We dream of summer. We dream of empty-nest years. Middle-aged couples in the child-free restaurant booth near ours (the one with children chattering about Phineas and Ferb and parents droning, “sit down!” and “say ‘excuse me!'”) look as exotic to us as the posters for Jamaica hung in the icicle-bedecked windows of the travel agency downtown.

The snow is going nowhere, though the calendar says it’s spring. The children seem to be in no hurry either.

But every day has moments that catch us off-guard with their goodness. The color of the light on the snow at sunset, the waking adult we glimpse in the graceful stride of our golden-haired daughter.

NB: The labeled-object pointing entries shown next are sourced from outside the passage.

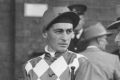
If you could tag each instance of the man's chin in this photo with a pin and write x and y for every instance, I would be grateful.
(62, 49)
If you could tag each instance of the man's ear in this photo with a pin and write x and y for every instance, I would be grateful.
(45, 35)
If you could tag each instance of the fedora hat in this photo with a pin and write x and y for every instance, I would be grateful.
(54, 13)
(94, 31)
(114, 25)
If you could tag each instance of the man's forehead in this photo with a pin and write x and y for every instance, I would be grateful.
(62, 26)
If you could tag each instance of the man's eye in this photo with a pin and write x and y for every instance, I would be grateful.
(58, 31)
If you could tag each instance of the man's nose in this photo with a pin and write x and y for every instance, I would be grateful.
(65, 37)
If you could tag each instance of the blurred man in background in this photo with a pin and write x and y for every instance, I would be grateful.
(106, 65)
(116, 26)
(79, 9)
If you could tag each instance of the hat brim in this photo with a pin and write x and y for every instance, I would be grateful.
(74, 17)
(114, 25)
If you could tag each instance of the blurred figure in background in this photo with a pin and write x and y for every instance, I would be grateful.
(106, 65)
(79, 9)
(116, 26)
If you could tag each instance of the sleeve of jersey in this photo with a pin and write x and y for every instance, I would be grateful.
(84, 71)
(26, 68)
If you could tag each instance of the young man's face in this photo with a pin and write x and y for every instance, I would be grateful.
(59, 36)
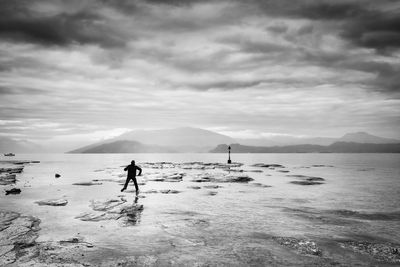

The days and the years carry on. One day the snow is more absent than present, the child’s life is lived more out of our home than in it. All of us are refreshed by the spring, with its sprouts and sunshine, this new season of our lives ripe with energy and possibilities.

But then winter, with its gifts we never asked for, gifts we never did experience as well as we could have, softens in our memories, and we are just a little sad that we never officially said goodbye to the snow, even as it faded right in front of us.

A Long Walk, A Thousand Miles From Newtown

On Saturday Silas and I walked downtown to buy a book for his kindergarten class gift exchange.

On Friday our town had been a snow-covered Christmas-fairy-tale village. Then it rained. It rained on Friday night, and all day Saturday. The rain erased the snow and exposed the husks and straw of fall to the numb gray sky.

We bought our book and headed home through the mist. Everything was crying. We moved slowly and silently, my 37-year-old legs newly attuned to his six-year-old pace.

The cheerful Christmas music piped through Central Park’s loudspeakers sounded alien and anachronistic.

We passed the post office and the library, who face one another across Broadway. Their flags waved wearily where they had fallen, halfway to the muddy ground.

We passed my children’s school, whose flag also trailed low, heavy with its load of grief.

We passed three neighbor boys on bicycles. I smiled and said hello. They were painfully beautiful.

That was a very long walk. I am still tired from it.